Gehen wir mal durch deine Wohnung: In welchem Raum fällt es dir am einfachsten auf Plastik und Müll zu verzichten, in welchem am schwierigsten?

Wir achten schon seit ein paar Jahren darauf, dass wir wenig kaufen, das Müll produziert. Am schwierigsten fällt es im Kinderzimmer plastikfrei zu leben. Viele coole Spielsachen sind einfach aus Plastik. Bis unser Sohn zweieinhalb Jahre alt war, hatten wir tatsächlich nur zwei Spielzeuge aus Plastik. Beide wurden uns geschenkt. Der Rest war Holzspielzeug, das wir von einer anderen Familie übernommen hatten. Wir achten einfach darauf, dass wir auch Plastikspielzeug gebraucht kaufen.

In allen anderen Räumen fällt es uns leicht, denn auch hier gilt: Brauchen wir etwas Neues – wie zum Beispiel ein Handy –, dann kaufen wir es möglichst gebraucht. Auch mein Mikrofon, das ich für den "Wastelesshero"-Podcast brauchte, ist gebraucht.

Gibt es ansonsten einen Bereich, in dem es dir auch nach langer Zeit noch schwer fällt, auf Plastik zu verzichten?

Ja, im Bereich Make-up. Ich habe versucht, Wimperntusche selbst zu machen. Weder die Konsistenz noch die Haltbarkeit waren gut.
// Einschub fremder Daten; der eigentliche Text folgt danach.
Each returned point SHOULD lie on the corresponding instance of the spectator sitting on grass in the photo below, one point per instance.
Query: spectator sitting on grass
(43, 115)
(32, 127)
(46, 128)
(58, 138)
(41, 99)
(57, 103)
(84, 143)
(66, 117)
Daher achte ich beim Kauf solcher Produkte sehr darauf, dass sie lange halten und dass es tierversuchsfreie Naturkosmetik ist.

Vermisst du etwas?

Nein.

Du lebst in einer Großstadt: Inwiefern bringt das Vorteile für deinen Lebensstil mit sich?

Das bringt zahlreiche Vorteile mit sich. In Köln gibt es bald sieben Unverpackt-Läden. Es gibt eine Menge Bio-Supermärkte, die ein großes Sortiment an unverpacktem Gemüse und Obst haben. Es gibt täglich in unterschiedlichen Vierteln Wochenmärkte. Es gibt einen Getränkelieferdienst. Es gibt wirklich eine Menge Dinge hier in Köln, die uns das plastikfreie Leben leichter machen. Bis zum nächsten Unverpackt-Laden laufen wir nur 15 Minuten, der Bio-Supermarkt ist um die Ecke und der Wochenmarkt in zehn Minuten zu Fuß erreichbar. In Köln sind wir mit dem Fahrrad fast immer schneller unterwegs als mit dem Auto, wir brauchen im Alltag gar kein Auto. Das Leben in Köln macht unseren Lebensstil definitiv einfacher.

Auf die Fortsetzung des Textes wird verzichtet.